La contre-offensive de fin 1918 (de mi-juillet à novembre) qui mena à la victoire se caractérise par un nombre bien faible de victimes comparé au reste de la guerre, si on considère son ampleur et sa rapidité.

On impute souvent le retournement de situation au renfort des troupes américaines auprès de l’armée française, mais le faible nombre de morts américains que l’on constate également infirme cette explication.

Il s’est produit petit à petit entre mai 1917 (le chemin des Dames) et juin 1918 un changement radical dans l’action des armées alliées, et c’est ce changement bien plus que l’aide américaine qui est responsable du retournement de situation.

Cette nouvelle méthode de combat se concrétise le 4 juillet 1918 lors de la bataille du Hamel. Là où il fallait auparavant des jours de préparations d’artillerie et le massacre de vagues d’assaut successives, il suffit d’une heure et demie et des pertes réduites (moins de 1 000 morts) aux troupes australiennes pour atteindre tous leurs objectifs et pour stopper net l’offensive allemande.

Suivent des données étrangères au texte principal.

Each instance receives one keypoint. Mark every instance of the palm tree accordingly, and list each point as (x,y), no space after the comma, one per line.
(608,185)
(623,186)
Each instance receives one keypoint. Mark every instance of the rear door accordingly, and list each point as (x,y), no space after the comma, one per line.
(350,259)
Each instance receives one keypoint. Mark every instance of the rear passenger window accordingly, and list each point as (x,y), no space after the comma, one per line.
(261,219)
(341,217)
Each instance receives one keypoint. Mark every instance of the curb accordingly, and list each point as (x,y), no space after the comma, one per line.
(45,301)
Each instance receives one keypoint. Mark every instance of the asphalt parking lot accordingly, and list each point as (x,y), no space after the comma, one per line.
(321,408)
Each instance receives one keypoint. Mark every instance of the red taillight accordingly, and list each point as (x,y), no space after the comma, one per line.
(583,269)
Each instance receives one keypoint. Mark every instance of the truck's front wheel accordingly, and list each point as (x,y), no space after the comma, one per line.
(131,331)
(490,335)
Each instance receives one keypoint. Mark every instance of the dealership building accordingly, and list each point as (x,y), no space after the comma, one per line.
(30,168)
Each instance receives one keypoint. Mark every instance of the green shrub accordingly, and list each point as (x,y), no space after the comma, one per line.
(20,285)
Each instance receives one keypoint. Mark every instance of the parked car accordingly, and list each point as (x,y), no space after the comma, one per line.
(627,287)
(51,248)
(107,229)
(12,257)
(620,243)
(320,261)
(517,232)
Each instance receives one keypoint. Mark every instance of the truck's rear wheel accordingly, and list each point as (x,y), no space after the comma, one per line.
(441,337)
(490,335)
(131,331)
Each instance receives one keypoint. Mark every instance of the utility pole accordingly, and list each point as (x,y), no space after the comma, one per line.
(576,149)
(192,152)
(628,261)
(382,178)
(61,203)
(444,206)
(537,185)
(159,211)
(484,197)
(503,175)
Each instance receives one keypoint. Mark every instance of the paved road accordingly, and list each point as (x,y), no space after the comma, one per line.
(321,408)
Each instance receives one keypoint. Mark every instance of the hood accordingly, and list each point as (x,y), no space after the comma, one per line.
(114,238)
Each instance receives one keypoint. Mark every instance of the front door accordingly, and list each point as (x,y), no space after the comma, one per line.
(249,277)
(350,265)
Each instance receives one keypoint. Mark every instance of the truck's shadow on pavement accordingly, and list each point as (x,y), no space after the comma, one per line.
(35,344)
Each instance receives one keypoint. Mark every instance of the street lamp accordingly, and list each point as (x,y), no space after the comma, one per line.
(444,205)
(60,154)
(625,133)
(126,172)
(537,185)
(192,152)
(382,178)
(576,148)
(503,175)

En utilisant pour la première fois l’action combinée des fantassins, des blindés et de l’artillerie, appuyés et ravitaillés par l’aviation, cette bataille méconnue préfigure les actions qui allaient suivre et permettre de remporter la victoire. Tout comme elle préfigure l’armée de métier défendue plus tard par De Gaulle, le Blitzkrieg allemand et les actions combinées modernes.

Mais il est sans doute bien compliqué d’expliquer que la victoire qui mit fin à 4 ans de souffrances et de sacrifices repose sur une innovation militaire qui en moins de deux heures montra qu’on pourrait ensuite mettre fin au conflit en moins de trois mois.